I shake my head. “There’s no way. I’ve suffered from panic attacks for years. I can’t survive without knowing I have some sense of control.”

“You’ll learn to. I’ll help you.” He states this with conviction, like he knows for a fact he can best the challenge. I’ve been trying to best that challenge for years—I can’t seem to get over it. “I promise, this shit with O’Rourke won’t last forever. In fact, it shouldn’t last long at all. What they’re doin’ is bad, but from what I’ve learned, the government is closin’ in and wants to wrap this up as soon as possible. It’s gone on too long. If you trust me, you won’t need that control. I promise to take care of you, Addison.”

I sigh, barely shaking my head, mulling it over. I know what I need, but I also know what I want.

I think he sees victory ahead, the finish line in sight, because he keeps talking as he gives me a squeeze. “You’ll go in blind. For me.”

I frown, throwing my words back quickly. “You’re overly confident, you know that, right?”

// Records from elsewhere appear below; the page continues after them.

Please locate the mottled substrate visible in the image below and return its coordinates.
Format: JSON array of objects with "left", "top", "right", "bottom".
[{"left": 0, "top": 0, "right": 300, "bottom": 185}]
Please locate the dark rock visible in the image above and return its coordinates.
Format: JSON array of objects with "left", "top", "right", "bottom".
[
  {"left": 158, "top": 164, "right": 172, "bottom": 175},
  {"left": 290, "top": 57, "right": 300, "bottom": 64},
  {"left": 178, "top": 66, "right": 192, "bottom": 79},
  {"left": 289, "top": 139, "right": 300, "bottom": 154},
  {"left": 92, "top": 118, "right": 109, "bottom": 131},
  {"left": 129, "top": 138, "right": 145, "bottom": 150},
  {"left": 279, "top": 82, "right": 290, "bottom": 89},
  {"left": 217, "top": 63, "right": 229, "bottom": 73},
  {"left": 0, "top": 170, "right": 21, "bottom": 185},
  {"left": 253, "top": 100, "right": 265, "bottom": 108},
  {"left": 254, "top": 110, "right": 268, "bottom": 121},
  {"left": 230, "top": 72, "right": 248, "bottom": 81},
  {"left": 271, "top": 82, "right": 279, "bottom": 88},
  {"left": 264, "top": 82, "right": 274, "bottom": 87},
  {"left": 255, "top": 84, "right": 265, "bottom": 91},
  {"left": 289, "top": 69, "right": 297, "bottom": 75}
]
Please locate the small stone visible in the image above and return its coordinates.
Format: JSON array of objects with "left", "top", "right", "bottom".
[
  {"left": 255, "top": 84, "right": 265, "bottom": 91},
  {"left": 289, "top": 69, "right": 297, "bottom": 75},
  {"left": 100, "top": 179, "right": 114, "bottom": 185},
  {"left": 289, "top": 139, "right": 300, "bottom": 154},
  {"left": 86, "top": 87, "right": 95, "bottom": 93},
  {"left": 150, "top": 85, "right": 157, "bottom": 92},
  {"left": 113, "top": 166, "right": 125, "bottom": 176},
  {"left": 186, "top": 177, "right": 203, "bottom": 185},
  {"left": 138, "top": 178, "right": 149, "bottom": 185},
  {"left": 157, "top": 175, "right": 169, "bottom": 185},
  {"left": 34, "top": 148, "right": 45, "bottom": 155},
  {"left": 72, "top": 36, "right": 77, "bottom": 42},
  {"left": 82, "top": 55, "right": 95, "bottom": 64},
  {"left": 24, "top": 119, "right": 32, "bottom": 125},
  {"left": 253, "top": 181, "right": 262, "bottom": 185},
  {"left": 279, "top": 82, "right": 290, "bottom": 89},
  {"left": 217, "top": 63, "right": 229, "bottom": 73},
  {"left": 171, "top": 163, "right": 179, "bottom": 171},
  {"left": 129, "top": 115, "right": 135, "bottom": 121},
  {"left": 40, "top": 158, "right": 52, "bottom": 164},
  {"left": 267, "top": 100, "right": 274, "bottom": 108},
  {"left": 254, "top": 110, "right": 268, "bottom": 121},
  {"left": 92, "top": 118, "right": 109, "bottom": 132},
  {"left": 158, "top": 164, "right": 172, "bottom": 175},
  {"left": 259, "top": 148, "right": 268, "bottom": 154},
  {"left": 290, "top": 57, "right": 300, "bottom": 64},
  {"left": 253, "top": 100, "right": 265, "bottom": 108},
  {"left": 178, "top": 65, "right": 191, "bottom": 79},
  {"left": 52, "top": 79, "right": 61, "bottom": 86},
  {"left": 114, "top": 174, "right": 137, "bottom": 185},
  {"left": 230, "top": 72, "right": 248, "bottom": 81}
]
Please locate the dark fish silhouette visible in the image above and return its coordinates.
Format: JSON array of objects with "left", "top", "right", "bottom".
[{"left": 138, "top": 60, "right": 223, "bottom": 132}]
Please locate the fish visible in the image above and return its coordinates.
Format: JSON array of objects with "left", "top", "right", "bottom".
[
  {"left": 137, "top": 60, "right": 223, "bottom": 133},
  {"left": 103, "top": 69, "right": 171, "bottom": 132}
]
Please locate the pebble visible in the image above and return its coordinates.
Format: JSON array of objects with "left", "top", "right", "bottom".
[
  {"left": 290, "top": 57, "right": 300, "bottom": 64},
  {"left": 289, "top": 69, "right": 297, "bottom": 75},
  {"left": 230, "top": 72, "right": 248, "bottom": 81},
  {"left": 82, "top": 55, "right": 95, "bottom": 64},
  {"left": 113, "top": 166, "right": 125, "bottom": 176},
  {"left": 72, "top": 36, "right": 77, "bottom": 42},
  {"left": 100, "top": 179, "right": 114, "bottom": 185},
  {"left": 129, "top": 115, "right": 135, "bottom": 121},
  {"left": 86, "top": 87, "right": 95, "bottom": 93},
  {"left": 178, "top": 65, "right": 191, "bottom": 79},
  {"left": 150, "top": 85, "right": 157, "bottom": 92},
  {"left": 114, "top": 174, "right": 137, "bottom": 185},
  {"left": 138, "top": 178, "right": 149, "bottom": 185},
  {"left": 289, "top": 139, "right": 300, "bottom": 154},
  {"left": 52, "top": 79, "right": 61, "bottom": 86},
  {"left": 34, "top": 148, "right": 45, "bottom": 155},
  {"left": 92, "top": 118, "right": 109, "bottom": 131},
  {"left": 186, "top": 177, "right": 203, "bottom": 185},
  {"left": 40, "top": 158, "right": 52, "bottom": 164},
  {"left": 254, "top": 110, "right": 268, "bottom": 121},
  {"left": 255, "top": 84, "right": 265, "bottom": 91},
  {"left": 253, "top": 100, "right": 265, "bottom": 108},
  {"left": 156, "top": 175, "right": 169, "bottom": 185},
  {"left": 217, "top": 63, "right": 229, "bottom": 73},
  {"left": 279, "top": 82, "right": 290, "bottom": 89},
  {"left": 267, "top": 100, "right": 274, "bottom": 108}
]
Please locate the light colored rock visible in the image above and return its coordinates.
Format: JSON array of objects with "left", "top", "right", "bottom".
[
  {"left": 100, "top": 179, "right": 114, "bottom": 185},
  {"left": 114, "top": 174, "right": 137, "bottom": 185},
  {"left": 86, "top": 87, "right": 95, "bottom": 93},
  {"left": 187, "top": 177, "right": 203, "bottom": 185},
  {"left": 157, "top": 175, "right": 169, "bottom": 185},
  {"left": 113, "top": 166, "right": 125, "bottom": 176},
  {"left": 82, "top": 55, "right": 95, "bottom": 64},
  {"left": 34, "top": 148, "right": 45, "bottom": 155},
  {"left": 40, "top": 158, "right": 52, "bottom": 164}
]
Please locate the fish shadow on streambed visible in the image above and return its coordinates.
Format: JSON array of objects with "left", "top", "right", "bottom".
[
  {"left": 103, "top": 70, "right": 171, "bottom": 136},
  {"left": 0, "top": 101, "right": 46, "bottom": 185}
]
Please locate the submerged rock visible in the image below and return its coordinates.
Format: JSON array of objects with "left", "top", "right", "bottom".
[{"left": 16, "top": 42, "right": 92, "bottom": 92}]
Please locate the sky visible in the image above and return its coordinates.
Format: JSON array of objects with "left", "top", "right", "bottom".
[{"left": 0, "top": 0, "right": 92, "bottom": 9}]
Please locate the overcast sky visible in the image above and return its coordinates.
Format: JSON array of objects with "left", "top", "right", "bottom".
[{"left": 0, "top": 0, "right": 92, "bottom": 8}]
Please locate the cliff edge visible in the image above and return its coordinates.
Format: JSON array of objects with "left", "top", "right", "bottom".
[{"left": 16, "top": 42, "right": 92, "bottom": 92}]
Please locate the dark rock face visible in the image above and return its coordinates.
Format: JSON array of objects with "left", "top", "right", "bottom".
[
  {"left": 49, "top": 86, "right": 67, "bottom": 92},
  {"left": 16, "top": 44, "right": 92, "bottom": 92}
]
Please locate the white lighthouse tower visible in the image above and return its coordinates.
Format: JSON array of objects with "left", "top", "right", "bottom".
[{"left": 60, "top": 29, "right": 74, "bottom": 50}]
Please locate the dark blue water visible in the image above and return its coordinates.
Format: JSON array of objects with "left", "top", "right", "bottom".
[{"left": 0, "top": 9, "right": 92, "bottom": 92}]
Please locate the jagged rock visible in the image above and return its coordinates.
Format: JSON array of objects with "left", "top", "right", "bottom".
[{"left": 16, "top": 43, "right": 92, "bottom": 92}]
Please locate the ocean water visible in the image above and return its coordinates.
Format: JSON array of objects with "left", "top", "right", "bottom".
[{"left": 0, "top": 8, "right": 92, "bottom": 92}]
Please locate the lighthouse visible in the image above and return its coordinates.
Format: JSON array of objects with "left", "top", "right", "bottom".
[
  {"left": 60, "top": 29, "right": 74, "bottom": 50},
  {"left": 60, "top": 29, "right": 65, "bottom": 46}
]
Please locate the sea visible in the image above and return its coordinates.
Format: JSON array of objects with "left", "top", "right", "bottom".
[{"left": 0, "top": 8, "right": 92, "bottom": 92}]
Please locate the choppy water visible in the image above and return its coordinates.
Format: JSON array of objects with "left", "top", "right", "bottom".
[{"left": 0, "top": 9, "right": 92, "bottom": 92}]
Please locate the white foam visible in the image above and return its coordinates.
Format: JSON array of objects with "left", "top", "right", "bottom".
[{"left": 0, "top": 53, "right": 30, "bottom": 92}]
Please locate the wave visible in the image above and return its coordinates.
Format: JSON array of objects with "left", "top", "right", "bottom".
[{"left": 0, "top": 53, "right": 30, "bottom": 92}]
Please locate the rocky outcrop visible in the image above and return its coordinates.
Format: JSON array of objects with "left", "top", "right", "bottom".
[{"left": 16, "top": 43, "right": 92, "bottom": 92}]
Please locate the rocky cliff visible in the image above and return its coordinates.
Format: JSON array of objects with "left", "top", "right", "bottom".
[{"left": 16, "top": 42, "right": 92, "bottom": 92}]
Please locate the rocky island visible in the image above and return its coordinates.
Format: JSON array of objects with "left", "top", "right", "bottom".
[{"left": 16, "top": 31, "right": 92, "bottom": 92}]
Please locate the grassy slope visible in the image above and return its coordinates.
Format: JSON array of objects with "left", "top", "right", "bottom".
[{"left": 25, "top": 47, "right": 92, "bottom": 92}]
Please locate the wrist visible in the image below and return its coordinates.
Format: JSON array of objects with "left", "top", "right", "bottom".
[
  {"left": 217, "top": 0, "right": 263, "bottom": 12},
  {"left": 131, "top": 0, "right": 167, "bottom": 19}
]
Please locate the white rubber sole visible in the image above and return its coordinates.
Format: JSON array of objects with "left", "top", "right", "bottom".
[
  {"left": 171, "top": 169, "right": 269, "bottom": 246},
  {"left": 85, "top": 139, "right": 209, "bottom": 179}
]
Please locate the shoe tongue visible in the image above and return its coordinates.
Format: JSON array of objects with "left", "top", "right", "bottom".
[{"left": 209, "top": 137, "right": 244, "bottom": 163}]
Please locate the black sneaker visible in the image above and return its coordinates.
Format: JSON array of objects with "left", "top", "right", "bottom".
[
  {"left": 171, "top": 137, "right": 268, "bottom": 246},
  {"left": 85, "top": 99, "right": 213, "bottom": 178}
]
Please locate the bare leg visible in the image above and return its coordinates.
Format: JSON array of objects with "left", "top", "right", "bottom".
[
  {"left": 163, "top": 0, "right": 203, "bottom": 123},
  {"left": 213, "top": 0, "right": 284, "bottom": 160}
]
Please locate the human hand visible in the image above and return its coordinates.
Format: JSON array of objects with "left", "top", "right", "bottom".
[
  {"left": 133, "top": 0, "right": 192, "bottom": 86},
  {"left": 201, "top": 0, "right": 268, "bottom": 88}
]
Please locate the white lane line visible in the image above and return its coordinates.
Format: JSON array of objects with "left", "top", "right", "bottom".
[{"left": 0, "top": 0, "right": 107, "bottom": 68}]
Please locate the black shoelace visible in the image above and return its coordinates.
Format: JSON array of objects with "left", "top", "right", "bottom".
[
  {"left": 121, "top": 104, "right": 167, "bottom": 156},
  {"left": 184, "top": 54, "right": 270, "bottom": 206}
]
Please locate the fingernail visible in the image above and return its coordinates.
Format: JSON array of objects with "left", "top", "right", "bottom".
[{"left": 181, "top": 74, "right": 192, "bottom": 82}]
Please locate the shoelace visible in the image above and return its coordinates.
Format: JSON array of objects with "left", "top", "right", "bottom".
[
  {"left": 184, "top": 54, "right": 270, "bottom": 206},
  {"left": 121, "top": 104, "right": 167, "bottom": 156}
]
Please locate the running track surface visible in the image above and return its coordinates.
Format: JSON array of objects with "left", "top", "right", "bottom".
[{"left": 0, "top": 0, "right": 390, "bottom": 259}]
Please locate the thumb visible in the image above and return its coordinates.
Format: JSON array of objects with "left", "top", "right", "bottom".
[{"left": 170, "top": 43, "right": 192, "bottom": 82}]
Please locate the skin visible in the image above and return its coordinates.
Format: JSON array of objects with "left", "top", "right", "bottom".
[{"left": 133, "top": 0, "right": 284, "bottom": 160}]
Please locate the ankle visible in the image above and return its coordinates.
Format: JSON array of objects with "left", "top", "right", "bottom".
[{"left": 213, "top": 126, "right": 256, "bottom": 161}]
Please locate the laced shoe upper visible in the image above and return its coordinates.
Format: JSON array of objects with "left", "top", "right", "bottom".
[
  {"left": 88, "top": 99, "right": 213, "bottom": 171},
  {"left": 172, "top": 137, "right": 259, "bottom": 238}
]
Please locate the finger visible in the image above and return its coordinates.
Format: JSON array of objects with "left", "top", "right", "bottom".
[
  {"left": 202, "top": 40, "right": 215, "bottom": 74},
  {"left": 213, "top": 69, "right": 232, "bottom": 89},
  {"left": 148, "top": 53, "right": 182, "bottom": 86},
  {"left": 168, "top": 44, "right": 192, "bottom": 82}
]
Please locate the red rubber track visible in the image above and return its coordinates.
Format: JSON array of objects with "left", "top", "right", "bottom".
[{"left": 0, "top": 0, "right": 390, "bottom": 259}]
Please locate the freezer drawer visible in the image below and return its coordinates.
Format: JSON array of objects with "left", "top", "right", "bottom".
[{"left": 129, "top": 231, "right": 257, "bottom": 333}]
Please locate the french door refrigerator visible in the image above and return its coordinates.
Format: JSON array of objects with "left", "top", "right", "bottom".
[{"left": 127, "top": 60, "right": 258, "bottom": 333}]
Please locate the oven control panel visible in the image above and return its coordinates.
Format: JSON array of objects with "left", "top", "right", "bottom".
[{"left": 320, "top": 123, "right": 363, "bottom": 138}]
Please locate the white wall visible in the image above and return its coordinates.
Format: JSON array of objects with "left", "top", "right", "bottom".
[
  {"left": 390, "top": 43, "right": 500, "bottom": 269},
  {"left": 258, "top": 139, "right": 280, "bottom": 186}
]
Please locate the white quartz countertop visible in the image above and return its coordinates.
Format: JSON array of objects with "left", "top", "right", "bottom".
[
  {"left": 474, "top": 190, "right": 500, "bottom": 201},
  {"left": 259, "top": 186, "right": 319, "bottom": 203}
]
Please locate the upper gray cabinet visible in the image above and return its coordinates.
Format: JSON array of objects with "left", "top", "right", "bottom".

I get a smirk. And a cocky one, at that.

Bringing my hands up to the side of his neck, I hold on. I don’t say anything but feel my face fall in defeat when I finally nod my answer. This buys me a slow growing smile, which, from this proximity, is downright beautiful.

I guess I’m going in blind, trusting Crew after barely knowing him a week. Apparently, I’m going to do it not knowing anything about him when he knows absolutely everything about me.

Right before he pulls me in tighter to kiss me crazy for the second time tonight, I melt into him, giving in completely.

I’d say I hope it’s worth it—that he won’t let me down—that in the end it will be worth following my heart instead of my head.

But at that moment, it was. It totally was.

And I’ve decided to blame it all on the dimple.